Please see the blog post for all of the details, but the basics follow:
Audience insights needs to process queries over tens of terabytes of data in a few hundred milliseconds. These queries can include complex analytical computations. For example, you may want to better engage people between 18 and 21 years old in the U.S. and learn what they are interested in. AI can analyze all of your audience’s page likes, as well as the other pages each of these pages has liked, in order to come up with a set of pages that have high affinity with your audience. AI often needs to go through billions of page likes to compute affinity analytics for your audience.
AI is powered by a query engine with a hybrid integer store that organizes data in memory and on flash disks so that a query can process terabytes of data in real time on a distributed set of machines. AI query engine is a fan-out distributed system with an aggregation tier and a leaf (data) tier. The aggregator sends a query request to all data nodes, which then execute the query and send back the local results to be aggregated.

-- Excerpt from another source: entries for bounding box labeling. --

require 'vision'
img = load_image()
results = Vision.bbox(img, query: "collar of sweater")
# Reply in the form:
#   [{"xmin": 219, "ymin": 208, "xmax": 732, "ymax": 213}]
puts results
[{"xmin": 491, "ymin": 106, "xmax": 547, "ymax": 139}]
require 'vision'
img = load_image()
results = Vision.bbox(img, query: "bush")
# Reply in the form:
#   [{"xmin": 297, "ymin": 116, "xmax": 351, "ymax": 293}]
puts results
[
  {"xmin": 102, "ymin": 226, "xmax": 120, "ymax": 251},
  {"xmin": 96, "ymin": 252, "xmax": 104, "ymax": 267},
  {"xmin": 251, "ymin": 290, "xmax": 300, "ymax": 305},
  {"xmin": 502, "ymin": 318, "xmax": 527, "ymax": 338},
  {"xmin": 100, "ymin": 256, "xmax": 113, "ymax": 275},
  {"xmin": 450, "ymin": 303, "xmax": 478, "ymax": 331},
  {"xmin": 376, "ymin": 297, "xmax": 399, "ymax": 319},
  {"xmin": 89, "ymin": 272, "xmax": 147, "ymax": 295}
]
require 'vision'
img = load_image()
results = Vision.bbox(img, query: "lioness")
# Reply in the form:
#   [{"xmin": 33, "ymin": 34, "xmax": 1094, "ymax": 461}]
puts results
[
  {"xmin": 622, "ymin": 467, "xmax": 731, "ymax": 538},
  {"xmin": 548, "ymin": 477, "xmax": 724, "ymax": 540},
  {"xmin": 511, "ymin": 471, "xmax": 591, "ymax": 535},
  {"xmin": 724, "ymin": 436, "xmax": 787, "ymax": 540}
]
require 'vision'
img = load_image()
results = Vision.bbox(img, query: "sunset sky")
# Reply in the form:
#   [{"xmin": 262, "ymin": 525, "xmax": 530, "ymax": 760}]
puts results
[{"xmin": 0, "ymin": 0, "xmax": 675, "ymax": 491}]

AI has two types of data: attributes for people such as age, gender, country, etc.; and social connections such as page likes, custom audiences and interest clusters. These data sets are made up of anonymized integers. No real user IDs are kept in the system. Data is sharded by user, and there are total of 1,024 shards distributed to 168 data nodes in one production cluster. For each shard, 35 gigabytes of raw data are copied to a data node to build the shard, which takes 8 GB in memory and 4 GB in embedded storage on flash disk. The total amount of data copied to one cluster is more than 35 TB, whose indices take a total of 8 TB in memory and 4TB on embedded storage. A small amount of metadata is replicated to all nodes. The query processor accesses the data in memory much more frequently than the data on embedded storage.
The AI query engine is implemented with C++ and uses Facebook’s internal frameworks and libraries. Looking forward, the next step for our query engine is to support time-series data sets and organize data in a way that it could run real-time queries on an order-of-magnitude larger data sets. We hope to increase the ratio of data on embedded storage to keep the total memory requirement under control as it grows to petabyte-scale datasets.
Wenrui Zhao, Maxim Sokolov, Scott Straw and Ajoy Frank were also credited with working on the audience insights query engine.